De Louco e Jerezeiro todo mundo tem um pouco

Por Gabriele Frizon – Sommelière Profissional premiada como Sommelière do Ano 2016 – Revista Gosto, Sommelière Profissional 2016 – ABS São Paulo e Estrela do Salão 2017 – Revista Gosto e autointitulada como "a Louca do Jerez".

Entre os dias 02 e 08 de Novembro aconteceu a 7ª edição da International Sherry Week, a semana internacional dedicada aos vinhos de Jerez. É oportuno aproveitar este momento para contar um pouco mais sobre este estilo milenar, que a cada ano ganha mais fãs e adeptos em todas as esferas do mercado etílico.

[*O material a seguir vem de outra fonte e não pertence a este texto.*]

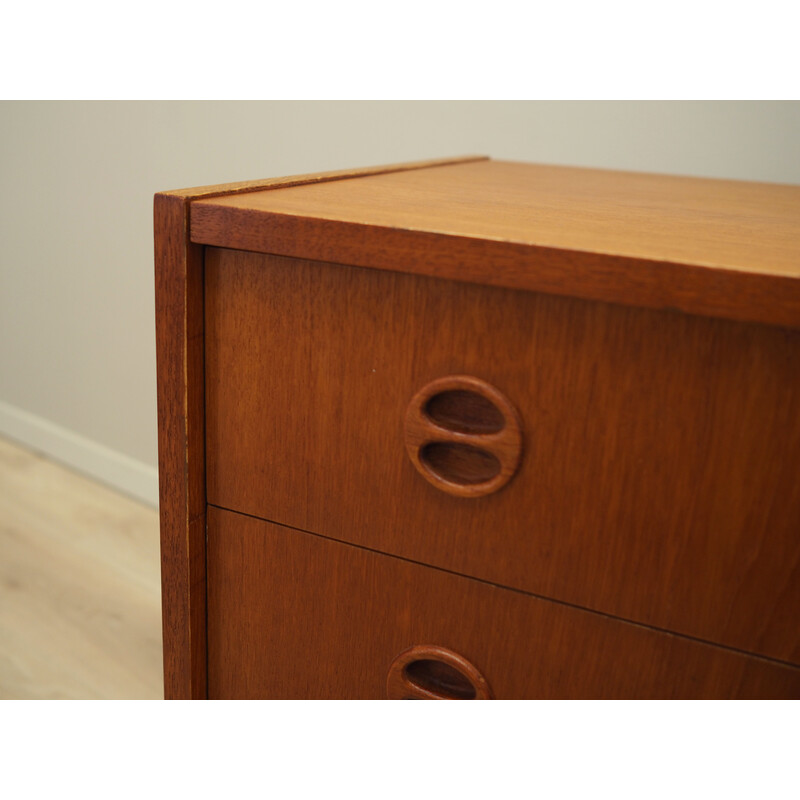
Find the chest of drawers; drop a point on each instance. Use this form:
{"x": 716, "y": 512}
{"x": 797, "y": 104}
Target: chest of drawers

Há registros da existência da produção vitivinícola na região de Jerez desde o ano 1.100 a.c. Também é a primeira denominação de origem vinícola da Espanha, sendo outorgada em 1935, já possuindo regras e normas de produção e envelhecimento que garantem o estilo e oferecem a garantia de procedência ao consumidor.

Existem diversas características, que são únicas ao estilo, começando pela própria DO (denominação de origem): Jerez-Xérès-Sherry. É a única denominação de origem que possui três nomes compostos, isso porquê, é uma região que passou nestes 3.000 anos por diferentes dominações e cada povo que habitou esta região, trouxe entre outras influências, cultura, arquitetura, crenças religiosas e idioma. No século VII a.c. a região era conhecida por Xera pelos Fenícios; No século VIII d.c. durante o período de dominação Muçulmana foi conhecida por Sherish, nome que se modifica ao longo dos séculos para Sherrish, porém após a queda do Império Árabe, continua em paralelo ao nome Xerés de La Frontera, isso por volta do século XIII. À partir do séc. XVIII com a ascendência do mercado consumidor inglês, o nome Sherry é incorporado ao atual Jerez. Se tratando de uma região com tanta história e influxo de povos distintos, é fácil compreender o porquê de ser a única denominação de origem possuindo três nomes compostos.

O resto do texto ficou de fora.